By Emily Estelle
Seven years after Libya’s revolution, the country is a failed state with a humanitarian crisis and a serious threat to U.S. national security.
America’s enemies and adversaries, including ISIS, Al Qaeda and Russia, are exploiting the collapse and establishing themselves in Libya at America’s expense, while the United States is not paying attention and not preparing for the gathering storm.
American inaction in Libya is not neutrality. It is failure. Reasons for this abound. The United States has outsourced the Libyan political crisis to a United Nations mission while pursuing a failed strategy to defeat ISIS with military action through airstrikes and support for local forces.
But military victory is impossible despite the temporary disruption of ISIS safe havens. Instability and absent governance allow ISIS and other Salafi jihadi groups, including Al Qaeda, to operate in Libya.
A U.S. policy that is militarized and focused on ISIS also fails to address the strategic value of Libya, which is a battleground in a regional proxy war and a theater for Russia’s expansion into the Mediterranean.
ISIS is rising again in Libya. It is recovering from the loss of its urban stronghold in late 2016 and is now disrupting oil production and expanding its reach southward.
ISIS is using Libya as its primary foothold in Africa to receive foreign fighters from Europe and its embattled Middle Eastern strongholds, to continue the unprecedented mobilization of sub-Saharan jihadists, and as a base from which to plan and coordinate attacks against the West.
As long as conditions of conflict, social grievance, and absent governance create fertile ground for them, ISIS, Al Qaeda and like-minded groups will return time and again. No military defeat the United States could inflict on them would be enough to prevent them from reemerging in this environment.
Libya is not just a counterterrorism problem, it is also a geopolitical one. Russia is taking advantage of the American retreat from Libya to expand its military and economic influence and undercut American interests in Europe, Africa and the Middle East.
Russia’s plan in Libya is similar to its policy in Syria, where it has supplanted U.S. influence and established military bases on the Mediterranean.
Moscow is building ties with power brokers across the Libyan political spectrum and amassing influence in the Libyan oil sector, as well as leveraging its engagement in Libya to foster military cooperation with Egypt.
Russia will also use its power in Libya to pressure southern European states sensitive to the flow of energy and migrants from Libya. It will try to apply that pressure to weaken the Euro-American alliance and induce passivity in the face of Russian aggression against Eastern Europe.
The forecast for Libya in 2018 is gloomy. The presidential and parliamentary elections, tentatively planned for late 2018, are more likely to incite conflict than to unify Libya, especially in the absence of a constitution. Violence related to the election has already begun. No single faction is strong enough to stabilize the country.
Even would-be strongman Khalifa Haftar is weakening, dependent on uncontrollable militias and watching security crumble in the largest city under his control.

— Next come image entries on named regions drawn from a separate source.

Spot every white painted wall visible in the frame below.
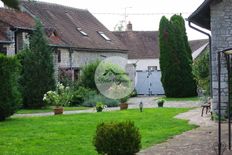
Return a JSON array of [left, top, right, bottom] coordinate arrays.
[[128, 59, 160, 71]]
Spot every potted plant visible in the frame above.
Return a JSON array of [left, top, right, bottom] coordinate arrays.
[[119, 96, 129, 110], [43, 83, 72, 115], [157, 99, 165, 107], [96, 102, 105, 112]]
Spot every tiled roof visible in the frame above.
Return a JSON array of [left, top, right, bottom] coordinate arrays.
[[113, 31, 160, 59], [187, 0, 222, 30], [21, 1, 126, 52], [113, 31, 208, 59], [0, 8, 35, 28]]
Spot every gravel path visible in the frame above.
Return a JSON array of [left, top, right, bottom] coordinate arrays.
[[128, 97, 201, 108], [138, 108, 232, 155], [12, 97, 200, 117]]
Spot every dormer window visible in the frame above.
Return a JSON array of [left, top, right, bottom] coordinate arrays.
[[77, 27, 88, 36], [97, 31, 111, 41]]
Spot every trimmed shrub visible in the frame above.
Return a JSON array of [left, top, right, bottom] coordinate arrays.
[[93, 121, 141, 155], [79, 61, 100, 91], [70, 86, 96, 106], [82, 94, 119, 107], [0, 54, 21, 121]]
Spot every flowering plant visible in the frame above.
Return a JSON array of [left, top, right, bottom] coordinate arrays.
[[43, 83, 72, 107], [96, 102, 105, 112]]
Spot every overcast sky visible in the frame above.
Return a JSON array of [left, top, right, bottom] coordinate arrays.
[[0, 0, 207, 40]]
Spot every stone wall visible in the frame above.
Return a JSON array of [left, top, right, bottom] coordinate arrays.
[[211, 0, 232, 114], [59, 48, 127, 68]]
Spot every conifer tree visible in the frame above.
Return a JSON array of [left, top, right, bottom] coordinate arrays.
[[21, 20, 55, 108], [159, 15, 196, 97]]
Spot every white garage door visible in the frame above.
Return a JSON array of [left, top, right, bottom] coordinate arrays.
[[136, 71, 164, 95]]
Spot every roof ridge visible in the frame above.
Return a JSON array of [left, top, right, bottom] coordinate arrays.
[[20, 0, 88, 11], [111, 30, 159, 33]]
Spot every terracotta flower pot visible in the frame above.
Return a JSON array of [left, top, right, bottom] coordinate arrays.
[[119, 103, 128, 110], [53, 107, 64, 115]]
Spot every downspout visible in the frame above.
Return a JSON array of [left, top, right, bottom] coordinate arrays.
[[69, 48, 74, 81], [187, 19, 213, 98], [10, 28, 19, 54]]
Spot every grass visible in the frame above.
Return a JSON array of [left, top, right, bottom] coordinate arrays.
[[155, 97, 200, 101], [16, 107, 89, 114], [0, 108, 196, 155]]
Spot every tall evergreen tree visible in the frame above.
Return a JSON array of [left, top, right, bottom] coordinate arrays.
[[21, 20, 55, 108], [171, 15, 193, 64], [159, 15, 196, 97]]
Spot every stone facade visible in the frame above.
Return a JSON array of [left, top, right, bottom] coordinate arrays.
[[55, 48, 129, 80], [58, 48, 127, 68], [211, 0, 232, 114]]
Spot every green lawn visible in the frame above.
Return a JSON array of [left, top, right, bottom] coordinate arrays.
[[0, 108, 196, 155], [17, 107, 89, 114], [155, 97, 200, 101]]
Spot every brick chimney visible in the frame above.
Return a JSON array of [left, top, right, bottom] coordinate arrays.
[[126, 21, 133, 31]]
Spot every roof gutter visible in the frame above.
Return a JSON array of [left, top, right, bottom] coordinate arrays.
[[186, 19, 213, 97], [49, 44, 128, 53]]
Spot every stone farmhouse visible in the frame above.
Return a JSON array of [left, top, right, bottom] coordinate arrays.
[[113, 22, 208, 95], [188, 0, 232, 113], [0, 1, 127, 79]]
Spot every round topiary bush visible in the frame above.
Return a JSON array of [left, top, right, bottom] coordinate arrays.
[[93, 121, 141, 155], [0, 54, 21, 121]]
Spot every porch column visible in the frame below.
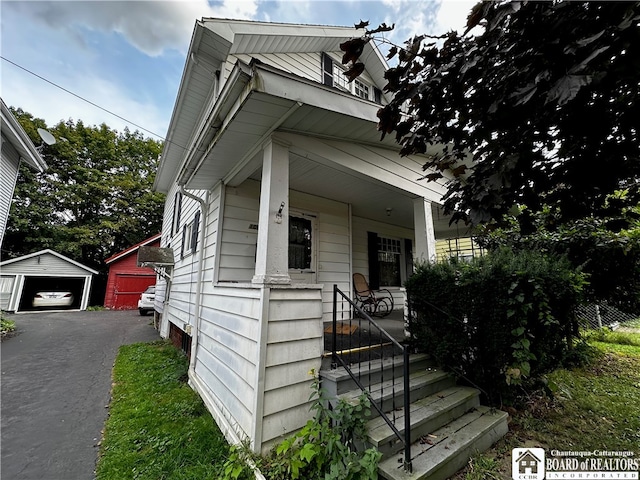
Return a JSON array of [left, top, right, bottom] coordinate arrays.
[[413, 198, 436, 263], [252, 137, 291, 284]]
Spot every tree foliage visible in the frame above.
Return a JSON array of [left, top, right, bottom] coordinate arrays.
[[478, 207, 640, 313], [349, 1, 640, 228], [2, 109, 164, 270]]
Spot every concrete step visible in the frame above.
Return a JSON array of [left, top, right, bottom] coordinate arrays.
[[320, 354, 433, 396], [378, 406, 509, 480], [337, 367, 455, 417], [367, 386, 480, 457]]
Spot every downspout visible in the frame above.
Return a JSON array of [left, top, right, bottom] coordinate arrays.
[[180, 185, 209, 375]]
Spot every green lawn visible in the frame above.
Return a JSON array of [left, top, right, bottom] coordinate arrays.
[[97, 342, 229, 480], [455, 332, 640, 480], [97, 332, 640, 480]]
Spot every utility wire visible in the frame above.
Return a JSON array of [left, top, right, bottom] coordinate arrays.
[[0, 55, 186, 150]]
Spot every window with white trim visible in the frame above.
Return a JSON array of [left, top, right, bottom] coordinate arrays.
[[321, 53, 382, 103], [180, 212, 200, 258], [289, 216, 313, 270], [378, 237, 402, 287]]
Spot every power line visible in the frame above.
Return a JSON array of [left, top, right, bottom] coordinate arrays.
[[0, 55, 172, 142]]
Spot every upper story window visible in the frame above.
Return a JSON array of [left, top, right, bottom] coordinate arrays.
[[171, 192, 182, 236], [322, 53, 382, 103]]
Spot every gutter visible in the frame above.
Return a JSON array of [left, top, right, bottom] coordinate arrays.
[[180, 185, 209, 376]]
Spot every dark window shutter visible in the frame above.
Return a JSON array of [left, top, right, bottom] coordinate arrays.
[[404, 238, 413, 279], [322, 52, 333, 87], [367, 232, 380, 290], [373, 87, 382, 104], [191, 212, 200, 253]]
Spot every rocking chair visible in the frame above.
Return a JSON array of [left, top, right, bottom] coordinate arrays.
[[353, 273, 393, 317]]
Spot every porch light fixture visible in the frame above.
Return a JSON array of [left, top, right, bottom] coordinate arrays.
[[276, 202, 284, 223]]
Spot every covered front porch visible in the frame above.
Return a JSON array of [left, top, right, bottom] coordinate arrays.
[[178, 59, 472, 451]]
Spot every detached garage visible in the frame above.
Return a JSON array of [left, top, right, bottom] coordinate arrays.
[[104, 234, 160, 310], [0, 249, 98, 312]]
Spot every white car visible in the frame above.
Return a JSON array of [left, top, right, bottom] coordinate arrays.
[[31, 291, 73, 308], [138, 285, 156, 315]]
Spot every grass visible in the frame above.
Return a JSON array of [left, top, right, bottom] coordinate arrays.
[[97, 331, 640, 480], [97, 341, 229, 480], [455, 331, 640, 480]]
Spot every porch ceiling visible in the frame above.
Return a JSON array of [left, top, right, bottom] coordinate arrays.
[[250, 153, 467, 238], [181, 64, 464, 238]]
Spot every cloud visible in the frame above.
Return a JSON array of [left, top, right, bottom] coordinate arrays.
[[2, 62, 168, 138], [7, 0, 258, 56]]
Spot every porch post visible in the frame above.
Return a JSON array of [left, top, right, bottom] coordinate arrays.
[[252, 137, 291, 284], [413, 197, 436, 263]]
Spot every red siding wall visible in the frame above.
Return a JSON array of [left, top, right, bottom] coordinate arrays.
[[104, 240, 160, 310]]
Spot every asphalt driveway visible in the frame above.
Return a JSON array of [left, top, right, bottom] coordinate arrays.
[[0, 310, 159, 480]]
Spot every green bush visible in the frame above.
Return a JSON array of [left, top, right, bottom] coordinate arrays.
[[406, 249, 585, 403]]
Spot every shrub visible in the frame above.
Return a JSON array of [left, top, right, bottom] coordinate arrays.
[[223, 370, 382, 480], [406, 249, 585, 403]]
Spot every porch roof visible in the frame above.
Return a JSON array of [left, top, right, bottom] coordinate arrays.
[[178, 62, 468, 237]]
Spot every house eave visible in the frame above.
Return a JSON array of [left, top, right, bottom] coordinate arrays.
[[0, 100, 47, 172], [178, 62, 398, 189]]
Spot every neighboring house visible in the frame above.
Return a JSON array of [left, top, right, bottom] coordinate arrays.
[[104, 234, 160, 310], [0, 249, 98, 312], [155, 19, 472, 451], [0, 99, 47, 245]]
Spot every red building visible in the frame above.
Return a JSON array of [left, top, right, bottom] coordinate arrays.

Dangerous currents are rising in the vacuum. Anti-democratic Salafi militias are taking on the role of police. Sectarian and ethnic tensions are rising. Hopeful trends in Libya, like increasingly active municipal governance, will wither without support.
The worst-case scenario for Libya is more dangerous than American policymakers have been willing to contemplate. Current events are likely to cause conflict at the local level and could reignite a countrywide armed conflict. This would draw away security forces currently fighting ISIS, hastening its regrowth.
A return to war would also allow Al Qaeda-aligned groups to reenter the fray and recover from their 2016 and 2017 setbacks. Increased Salafi jihadi activity would provide justification for Russia to establish military bases in Libya, mirroring its Syria intervention on a smaller scale.
Chaos in Libya would also worsen the humanitarian crisis by preserving a slavery economy, exacerbating migration to Europe, and destabilizing neighboring states that already face major domestic challenges.
But all is not lost. Libya’s population is small and remarkably resistant to the coercion and blandishments of Salafi jihadi groups. U.S. action in Libya would provide an opportunity to strike a blow against the global Salafi jihadi movement and take a stance against Russian expansion. An effective political and military intervention now would be more successful — and cheaper — than one later, after problems spin out of control.
The United States could start by empowering the State Department to facilitate a negotiated settlement between all of Libya’s key factions. It could also pressure regional allies to cease support for Libyan proxies, especially armed groups that have an interest in continuing the war.
The United States must lead and cannot miss an opportunity to turn Libya from a failure into a success.
Emily Estelle is a senior analyst with the Critical Threats Project at the American Enterprise Institute. She is the author of the report “A Strategy for Success in Libya.”